Bonjour à toutes et à tous!
Me revoilà avec le chapitre 3 de cette petite fanfiction, toujours corrigée par Polala.
J'espère qu'il vous plaira et je vous remercie pour les reviews!
Je vous souhaite une bonne lecture.
A bientôt!
CHAPITRE 3
DIRECTEUR-ADJOINT
Pourdlard... Voilà qu'il revenait encore au Château. Minerva McGonagall lui avait demandé de reprendre son poste, ou du moins un de ses postes, celui pour lequel il était le plus doué. Slughorn était vieillissant et évidemment il n'avait pas souhaité retourner à Poudlard après la bataille, elle avait été bien trop éprouvante pour son vieux cœur et il souhaitait profiter, enfin, de sa retraite. Loin du château, loin de Voldemort, et surtout, surtout, loin du souvenir de Dumbledore.
Les potions avaient été toute sa vie ou presque et c'est pourquoi il avait accepté comme il avait accepté de devenir directeur adjoint. Il était soulagé de ne pas être nommé directeur, il ne s'était pas senti légitime à cette place, voilà tout. Il n'avait pas pris part à la défense du château avec ses collègues. Il en avait été chassé. Et c'est lui qui avait tué Dumbledore. Évidemment, il l'avait fait à sa demande mais ça restait tout de même un meurtre, même s'il se persuadait que c'était plus une euthanasie comme celles que les moldus pratiquaient sur leurs animaux trop malades pour continuer à vivre décemment.
Il arriva devant la porte du bureau qu'il avait occupé naguère et dit à la gargouille qui gardait l'entrée :
« Sorbet citron. »
Elle lui ouvrit l'accès.
Cette vieille chouette de McGonagall avait repris l'un des mots de passe favoris du vieux fou alors que lui avait utilisé des mots chers à Voldemort.
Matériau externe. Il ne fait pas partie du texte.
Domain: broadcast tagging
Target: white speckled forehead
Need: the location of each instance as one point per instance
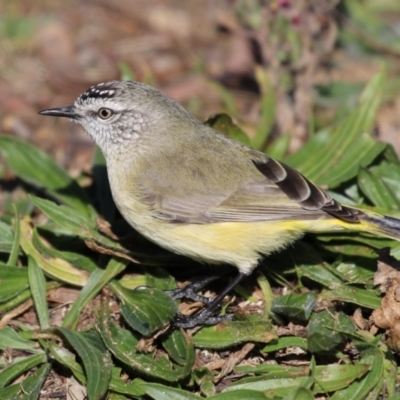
(105, 90)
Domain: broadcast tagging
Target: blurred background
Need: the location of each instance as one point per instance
(304, 61)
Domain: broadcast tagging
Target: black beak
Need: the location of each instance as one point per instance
(68, 112)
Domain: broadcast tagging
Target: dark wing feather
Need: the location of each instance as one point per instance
(298, 188)
(267, 191)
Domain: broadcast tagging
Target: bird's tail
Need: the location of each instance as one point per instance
(380, 225)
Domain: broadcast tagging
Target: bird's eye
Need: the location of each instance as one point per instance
(105, 113)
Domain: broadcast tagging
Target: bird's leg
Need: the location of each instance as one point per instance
(205, 315)
(189, 291)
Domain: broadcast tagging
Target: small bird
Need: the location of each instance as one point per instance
(198, 193)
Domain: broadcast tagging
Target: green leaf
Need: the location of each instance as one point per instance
(326, 331)
(363, 388)
(178, 345)
(234, 332)
(123, 344)
(9, 339)
(97, 362)
(38, 168)
(6, 238)
(240, 394)
(376, 190)
(56, 268)
(32, 385)
(162, 392)
(97, 280)
(145, 309)
(13, 280)
(37, 285)
(327, 379)
(284, 342)
(19, 367)
(298, 307)
(13, 258)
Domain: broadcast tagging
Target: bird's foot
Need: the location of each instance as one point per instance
(204, 317)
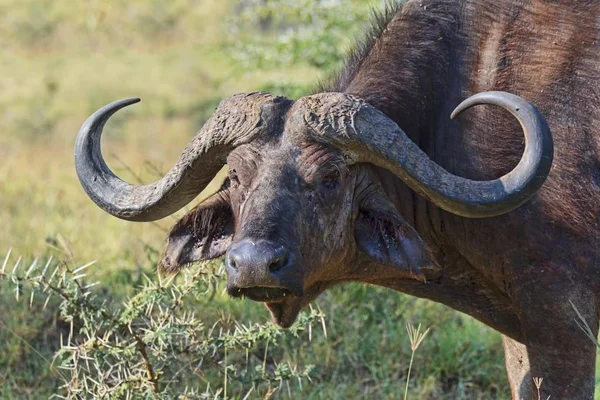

Il ne l'avait changé que le dernier jour, avant l'épisode de la Cabane Hurlante, pour en trouver un qu'Harry Potter soit capable de trouver sans trop chercher. Ça n'avait pas été une mince affaire. Il avait pensé à Quidditch, Hippogriffes, Gryffondor, et puis finalement Dumbledore. L'amour que portait le garçon à l'ancien directeur était sans égal (et il se doutait bien que cet idiot finirait au moins par dire le nom de l'ancien directeur, ne serait-ce que pour se plaindre de ne pas réussir à ouvrir son bureau ou en disant quelque chose du genre : « Je n'arrive pas à croire que Rogue ait pris le bureau de Dumbledore », précaution, précaution. Le temps lui avait appris à ne jamais surestimer les capacités intellectuelles d'Harry Potter).
Le bureau tel que Minerva McGonagall l'avait aménagé n'était qu'une sorte de copie de celui de Dumbledore. Il ne manquait que le phénix pour que la ressemblance soit parfaite.
« Harry s'est porté garant pour vous Severus. » lui dit le portrait du vieux fou tandis qu'il attendait la sorcière.
« Dois-je lui écrire une carte de remerciement ? » répondit le professeur de potions avec un agacement non dissimulé.
« Ne pourriez-vous pas lui accorder un bon point ? » continua le portrait.
« Soyez certain que, s'il daigne revenir à Poudlard, ce dont je doute étant donné que le Ministère a décidé de nommer Aurors tous les élèves qui se sont tenus face au Seigneur des Ténèbres, et ce même sans leurs ASPIC, je l'accepterais dans mon cours de potions malgré ses résultats décevants aux BUSE et sans l'aide de mes manuels personnels. N'est-ce pas honnête ? »
L'arrangement lui paraissait on ne peut plus convenable quand on voyait Potter.
« Vous ne changerez jamais Severus.» soupira le portrait de Dumbledore. « Il est temps de passer à autre chose vous ne croyez pas ? »
Le professeur de potions ne répondit pas, pour lui, la conversation était close. Il se tenait debout, droit, immobile au centre de la pièce, les mains jointes derrière son dos, le menton levé, évitant soigneusement de regarder un portrait qui aurait pu lui parler de quoi que ce soit en rapport avec Potter.
La gargouille de l'entrée s'anima soudain et il entendit les pas dans l'escalier.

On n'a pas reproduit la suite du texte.